To check the usage of the application and system parameters, use the following metrics endpoint: GET /metrics. When the endpoint is called, API Gateway gathers metrics and returns the data in the Prometheus format.
Note:
Prometheus is a non-
Software AG dashboarding tool that helps in trend analysis. For more information, see
https://prometheus.io/.
Prometheus metrics are exposed through the following endpoint.

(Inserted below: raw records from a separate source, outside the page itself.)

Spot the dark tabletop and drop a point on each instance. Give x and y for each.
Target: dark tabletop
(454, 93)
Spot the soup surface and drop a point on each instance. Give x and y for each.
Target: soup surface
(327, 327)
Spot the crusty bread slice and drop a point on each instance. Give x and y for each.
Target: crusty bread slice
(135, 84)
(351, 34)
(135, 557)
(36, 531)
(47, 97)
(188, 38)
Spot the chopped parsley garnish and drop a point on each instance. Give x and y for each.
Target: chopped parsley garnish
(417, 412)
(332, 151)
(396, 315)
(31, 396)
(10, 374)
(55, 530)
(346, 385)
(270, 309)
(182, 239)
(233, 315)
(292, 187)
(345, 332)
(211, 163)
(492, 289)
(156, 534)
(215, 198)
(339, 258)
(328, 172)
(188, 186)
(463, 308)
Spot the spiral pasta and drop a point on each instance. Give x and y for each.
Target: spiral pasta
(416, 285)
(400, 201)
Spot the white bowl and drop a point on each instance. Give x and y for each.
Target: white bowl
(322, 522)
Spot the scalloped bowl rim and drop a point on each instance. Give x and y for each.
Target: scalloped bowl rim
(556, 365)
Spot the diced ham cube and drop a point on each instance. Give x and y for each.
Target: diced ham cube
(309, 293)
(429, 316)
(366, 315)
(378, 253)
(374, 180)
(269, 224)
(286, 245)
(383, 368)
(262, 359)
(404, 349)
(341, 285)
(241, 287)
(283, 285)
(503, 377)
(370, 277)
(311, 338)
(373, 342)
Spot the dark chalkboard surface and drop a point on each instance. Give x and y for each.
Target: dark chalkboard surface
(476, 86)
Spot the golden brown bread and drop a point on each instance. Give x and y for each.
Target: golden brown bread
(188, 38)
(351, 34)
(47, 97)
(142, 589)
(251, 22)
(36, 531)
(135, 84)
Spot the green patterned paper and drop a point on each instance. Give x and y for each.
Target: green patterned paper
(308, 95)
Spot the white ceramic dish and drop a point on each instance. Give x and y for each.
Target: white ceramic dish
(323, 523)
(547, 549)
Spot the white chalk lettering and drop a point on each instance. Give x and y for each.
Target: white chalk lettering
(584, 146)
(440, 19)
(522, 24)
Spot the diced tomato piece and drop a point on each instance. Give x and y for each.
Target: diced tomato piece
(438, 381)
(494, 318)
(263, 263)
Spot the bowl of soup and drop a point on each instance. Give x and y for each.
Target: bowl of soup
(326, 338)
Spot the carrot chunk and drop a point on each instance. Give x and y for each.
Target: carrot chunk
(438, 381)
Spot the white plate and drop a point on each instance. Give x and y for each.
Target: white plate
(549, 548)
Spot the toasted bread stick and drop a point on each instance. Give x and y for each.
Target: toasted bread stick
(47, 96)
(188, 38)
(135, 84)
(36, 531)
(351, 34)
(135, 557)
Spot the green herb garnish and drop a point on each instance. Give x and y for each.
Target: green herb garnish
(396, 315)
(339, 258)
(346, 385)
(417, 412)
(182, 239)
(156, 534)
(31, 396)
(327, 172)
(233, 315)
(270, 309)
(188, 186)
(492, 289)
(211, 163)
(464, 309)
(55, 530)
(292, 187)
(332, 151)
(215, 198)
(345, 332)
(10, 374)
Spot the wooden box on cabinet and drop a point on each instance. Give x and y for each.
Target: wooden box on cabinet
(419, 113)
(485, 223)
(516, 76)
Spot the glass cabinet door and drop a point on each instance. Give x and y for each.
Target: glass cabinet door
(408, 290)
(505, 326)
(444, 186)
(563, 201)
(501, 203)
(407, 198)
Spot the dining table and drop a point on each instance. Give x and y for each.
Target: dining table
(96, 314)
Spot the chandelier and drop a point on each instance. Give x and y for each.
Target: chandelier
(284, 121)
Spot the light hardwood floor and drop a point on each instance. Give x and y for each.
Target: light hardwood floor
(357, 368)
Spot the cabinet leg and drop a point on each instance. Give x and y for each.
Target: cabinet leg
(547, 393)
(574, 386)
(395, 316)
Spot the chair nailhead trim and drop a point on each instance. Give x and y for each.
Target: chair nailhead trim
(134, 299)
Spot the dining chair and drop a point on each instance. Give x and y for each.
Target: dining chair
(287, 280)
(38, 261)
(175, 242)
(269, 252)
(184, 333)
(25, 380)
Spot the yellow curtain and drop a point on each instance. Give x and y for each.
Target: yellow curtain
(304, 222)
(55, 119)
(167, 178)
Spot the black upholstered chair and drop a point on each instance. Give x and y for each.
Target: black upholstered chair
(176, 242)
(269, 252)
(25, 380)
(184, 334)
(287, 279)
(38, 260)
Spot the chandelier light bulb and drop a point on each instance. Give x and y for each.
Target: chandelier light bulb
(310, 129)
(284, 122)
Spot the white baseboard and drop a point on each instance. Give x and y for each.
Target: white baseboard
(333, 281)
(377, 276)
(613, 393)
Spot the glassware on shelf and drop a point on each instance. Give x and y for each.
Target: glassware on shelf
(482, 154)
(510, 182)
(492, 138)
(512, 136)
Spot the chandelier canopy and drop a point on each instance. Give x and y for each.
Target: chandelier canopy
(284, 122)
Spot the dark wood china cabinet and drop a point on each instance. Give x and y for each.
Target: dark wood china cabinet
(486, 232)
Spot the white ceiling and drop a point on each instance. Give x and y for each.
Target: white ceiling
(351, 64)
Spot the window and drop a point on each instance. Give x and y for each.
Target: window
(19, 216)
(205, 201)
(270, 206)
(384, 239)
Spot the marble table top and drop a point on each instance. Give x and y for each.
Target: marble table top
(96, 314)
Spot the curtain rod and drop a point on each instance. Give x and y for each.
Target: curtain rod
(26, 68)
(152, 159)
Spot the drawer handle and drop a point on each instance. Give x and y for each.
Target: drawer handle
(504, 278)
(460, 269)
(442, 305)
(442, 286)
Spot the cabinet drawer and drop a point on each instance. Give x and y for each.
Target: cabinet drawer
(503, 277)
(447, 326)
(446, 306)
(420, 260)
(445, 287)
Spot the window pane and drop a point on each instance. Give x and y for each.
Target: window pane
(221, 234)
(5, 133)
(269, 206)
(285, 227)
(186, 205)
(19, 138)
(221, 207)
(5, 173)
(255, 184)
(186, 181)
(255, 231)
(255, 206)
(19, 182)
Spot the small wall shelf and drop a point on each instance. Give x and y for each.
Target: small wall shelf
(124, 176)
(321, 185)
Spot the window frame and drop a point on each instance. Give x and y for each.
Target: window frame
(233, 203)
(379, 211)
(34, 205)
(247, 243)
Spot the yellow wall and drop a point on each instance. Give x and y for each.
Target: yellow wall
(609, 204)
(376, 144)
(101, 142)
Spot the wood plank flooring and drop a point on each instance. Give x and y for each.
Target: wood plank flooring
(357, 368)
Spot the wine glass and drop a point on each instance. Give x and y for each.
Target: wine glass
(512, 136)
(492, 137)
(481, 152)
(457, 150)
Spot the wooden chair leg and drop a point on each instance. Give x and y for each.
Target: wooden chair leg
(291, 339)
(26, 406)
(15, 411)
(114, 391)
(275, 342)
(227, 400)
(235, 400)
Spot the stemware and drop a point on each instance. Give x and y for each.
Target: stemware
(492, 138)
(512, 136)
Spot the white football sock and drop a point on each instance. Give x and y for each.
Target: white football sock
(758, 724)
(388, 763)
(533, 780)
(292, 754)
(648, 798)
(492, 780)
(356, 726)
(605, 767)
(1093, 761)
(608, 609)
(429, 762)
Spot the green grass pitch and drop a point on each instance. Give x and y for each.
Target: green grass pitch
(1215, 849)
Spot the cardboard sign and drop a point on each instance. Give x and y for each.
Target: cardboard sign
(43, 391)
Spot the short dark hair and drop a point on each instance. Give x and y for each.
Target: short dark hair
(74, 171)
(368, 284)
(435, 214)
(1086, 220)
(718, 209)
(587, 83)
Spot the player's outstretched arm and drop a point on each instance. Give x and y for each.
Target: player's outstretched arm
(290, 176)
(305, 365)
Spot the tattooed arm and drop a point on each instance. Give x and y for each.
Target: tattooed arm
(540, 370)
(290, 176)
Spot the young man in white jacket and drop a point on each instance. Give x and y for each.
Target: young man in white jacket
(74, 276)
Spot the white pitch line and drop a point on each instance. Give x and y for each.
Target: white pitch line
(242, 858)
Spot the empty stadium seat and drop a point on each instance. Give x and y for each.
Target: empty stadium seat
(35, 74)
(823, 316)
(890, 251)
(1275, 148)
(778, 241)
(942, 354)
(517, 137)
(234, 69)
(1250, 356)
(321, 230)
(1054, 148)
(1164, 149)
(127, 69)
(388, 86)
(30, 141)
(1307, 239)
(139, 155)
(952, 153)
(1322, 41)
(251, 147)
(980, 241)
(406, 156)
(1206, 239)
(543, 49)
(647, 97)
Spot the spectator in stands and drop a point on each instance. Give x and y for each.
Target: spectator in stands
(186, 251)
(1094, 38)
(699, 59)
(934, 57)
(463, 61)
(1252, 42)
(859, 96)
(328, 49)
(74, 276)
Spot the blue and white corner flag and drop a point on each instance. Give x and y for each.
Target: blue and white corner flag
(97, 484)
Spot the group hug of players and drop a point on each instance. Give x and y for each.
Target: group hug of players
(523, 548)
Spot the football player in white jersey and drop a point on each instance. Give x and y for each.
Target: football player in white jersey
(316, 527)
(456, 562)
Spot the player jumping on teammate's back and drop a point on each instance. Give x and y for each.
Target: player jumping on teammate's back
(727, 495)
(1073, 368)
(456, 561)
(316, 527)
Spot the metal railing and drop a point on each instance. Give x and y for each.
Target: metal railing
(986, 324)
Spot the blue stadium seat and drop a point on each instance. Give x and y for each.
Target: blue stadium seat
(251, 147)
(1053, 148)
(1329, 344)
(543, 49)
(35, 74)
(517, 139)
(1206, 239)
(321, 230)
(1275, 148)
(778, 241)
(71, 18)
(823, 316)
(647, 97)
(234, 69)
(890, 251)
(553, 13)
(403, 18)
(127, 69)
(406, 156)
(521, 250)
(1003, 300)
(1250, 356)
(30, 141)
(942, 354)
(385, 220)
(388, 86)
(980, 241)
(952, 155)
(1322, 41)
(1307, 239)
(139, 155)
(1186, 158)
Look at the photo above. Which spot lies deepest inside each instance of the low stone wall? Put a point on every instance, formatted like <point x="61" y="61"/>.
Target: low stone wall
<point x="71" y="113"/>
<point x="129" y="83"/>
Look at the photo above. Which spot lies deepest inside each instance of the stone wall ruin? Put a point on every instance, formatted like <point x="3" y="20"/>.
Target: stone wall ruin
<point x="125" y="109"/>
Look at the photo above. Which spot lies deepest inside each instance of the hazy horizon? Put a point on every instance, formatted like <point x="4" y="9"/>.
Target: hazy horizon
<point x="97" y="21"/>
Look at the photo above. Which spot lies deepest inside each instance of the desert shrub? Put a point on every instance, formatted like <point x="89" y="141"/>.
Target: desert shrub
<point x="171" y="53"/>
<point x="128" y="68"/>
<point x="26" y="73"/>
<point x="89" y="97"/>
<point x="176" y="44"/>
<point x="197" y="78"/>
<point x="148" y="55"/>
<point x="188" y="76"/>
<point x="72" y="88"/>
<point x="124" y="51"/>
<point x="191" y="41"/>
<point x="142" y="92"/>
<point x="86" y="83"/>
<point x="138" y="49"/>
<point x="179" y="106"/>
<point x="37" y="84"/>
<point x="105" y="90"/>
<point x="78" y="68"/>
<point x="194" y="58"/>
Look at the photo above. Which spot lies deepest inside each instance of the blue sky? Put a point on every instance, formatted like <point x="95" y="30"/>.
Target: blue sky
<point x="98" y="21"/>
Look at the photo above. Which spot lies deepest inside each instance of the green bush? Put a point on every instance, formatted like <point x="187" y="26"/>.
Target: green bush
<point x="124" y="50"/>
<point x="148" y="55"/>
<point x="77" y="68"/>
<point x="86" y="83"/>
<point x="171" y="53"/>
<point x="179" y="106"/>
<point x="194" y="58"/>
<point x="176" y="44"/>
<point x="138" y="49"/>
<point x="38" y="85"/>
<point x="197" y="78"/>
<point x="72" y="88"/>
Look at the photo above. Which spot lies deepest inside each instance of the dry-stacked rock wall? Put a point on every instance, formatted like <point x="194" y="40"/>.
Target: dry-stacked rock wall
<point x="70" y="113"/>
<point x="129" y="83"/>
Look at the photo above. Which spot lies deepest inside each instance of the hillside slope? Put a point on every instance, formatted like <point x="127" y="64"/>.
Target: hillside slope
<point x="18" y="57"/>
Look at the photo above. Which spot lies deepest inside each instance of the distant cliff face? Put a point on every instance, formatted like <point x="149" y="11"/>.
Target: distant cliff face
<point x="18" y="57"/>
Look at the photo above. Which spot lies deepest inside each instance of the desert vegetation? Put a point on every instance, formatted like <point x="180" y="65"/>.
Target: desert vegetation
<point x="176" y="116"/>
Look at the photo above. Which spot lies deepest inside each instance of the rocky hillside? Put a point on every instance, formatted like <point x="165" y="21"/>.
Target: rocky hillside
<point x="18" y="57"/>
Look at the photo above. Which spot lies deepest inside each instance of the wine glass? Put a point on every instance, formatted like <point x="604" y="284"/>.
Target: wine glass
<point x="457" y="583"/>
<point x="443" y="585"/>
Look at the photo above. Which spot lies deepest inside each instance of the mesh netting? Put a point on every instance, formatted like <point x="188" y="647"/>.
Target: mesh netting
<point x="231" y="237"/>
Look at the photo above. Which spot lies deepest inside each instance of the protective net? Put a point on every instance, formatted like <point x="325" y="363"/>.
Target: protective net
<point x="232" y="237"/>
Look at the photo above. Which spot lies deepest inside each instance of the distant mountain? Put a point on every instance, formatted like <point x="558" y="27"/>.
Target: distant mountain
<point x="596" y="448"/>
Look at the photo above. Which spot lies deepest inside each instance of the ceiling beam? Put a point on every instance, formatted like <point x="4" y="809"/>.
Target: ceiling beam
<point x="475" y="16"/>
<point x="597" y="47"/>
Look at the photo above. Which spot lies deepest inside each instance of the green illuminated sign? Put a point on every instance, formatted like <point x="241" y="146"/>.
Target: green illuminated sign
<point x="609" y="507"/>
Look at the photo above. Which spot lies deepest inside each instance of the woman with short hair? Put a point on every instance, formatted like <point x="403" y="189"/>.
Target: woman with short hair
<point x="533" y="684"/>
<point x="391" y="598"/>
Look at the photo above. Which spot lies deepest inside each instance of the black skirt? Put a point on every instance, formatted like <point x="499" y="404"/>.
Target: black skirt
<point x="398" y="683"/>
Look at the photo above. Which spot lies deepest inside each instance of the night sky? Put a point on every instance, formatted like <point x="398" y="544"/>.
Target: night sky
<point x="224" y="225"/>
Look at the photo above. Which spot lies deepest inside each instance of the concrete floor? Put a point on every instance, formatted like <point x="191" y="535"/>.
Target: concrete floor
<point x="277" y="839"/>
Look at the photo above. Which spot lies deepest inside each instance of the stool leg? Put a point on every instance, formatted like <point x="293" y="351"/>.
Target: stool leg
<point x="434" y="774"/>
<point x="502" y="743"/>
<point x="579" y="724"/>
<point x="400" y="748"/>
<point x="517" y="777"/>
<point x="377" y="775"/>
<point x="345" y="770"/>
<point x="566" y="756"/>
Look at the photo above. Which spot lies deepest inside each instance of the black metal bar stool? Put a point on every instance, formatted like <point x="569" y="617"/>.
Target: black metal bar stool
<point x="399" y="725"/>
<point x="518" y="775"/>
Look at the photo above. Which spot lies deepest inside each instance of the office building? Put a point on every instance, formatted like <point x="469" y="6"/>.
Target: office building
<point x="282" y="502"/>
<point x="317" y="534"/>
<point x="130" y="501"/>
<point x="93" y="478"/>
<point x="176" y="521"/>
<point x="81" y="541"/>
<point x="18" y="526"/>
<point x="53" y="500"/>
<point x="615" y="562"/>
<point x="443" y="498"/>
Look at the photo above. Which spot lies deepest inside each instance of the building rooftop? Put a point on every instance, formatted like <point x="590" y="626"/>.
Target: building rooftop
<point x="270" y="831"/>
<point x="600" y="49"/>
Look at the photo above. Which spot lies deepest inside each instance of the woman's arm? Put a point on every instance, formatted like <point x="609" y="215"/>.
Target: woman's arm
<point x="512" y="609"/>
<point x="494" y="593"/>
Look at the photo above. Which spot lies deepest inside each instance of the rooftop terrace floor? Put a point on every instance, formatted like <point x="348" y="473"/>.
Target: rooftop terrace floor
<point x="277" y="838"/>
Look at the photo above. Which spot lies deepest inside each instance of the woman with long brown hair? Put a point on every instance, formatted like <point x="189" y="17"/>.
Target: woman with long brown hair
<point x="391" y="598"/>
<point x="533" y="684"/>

[http|https]://host:port/metrics
The metrics endpoint by default is available on the following ports:
Default primary port (http). 5555
Default secure port (https). 5543
Default diagnostic port (debug port). 9999
A sample for the metrics endpoint is as follows:
http://server:5555/metrics
Authentication for the metrics endpoint
By default, the authentication is disabled when running
API Gateway as Docker container.
For on-premise installations, the following environment variable can be set to switch off the authentication for the metrics endpoint:
SAG_IS_METRICS_ENDPOINT_ACL=Anonymous
The endpoint also exposes the Integration Server Prometheus metrics. For more details on the Integration Server Prometheus metrics, see Developing Microservices with webMethods Microservices Runtime.
Exposing API Gateway Prometheus Metrics over a dedicated port
The metrics endpoint can be made available on a custom port. After creating the port, add the following service to the port's allow list:
wm.server.query:getPrometheusStats
Similarly, the metrics endpoint can be removed from the default ports (5555 or 5543 or 9999) by removing the service from the allow or deny lists.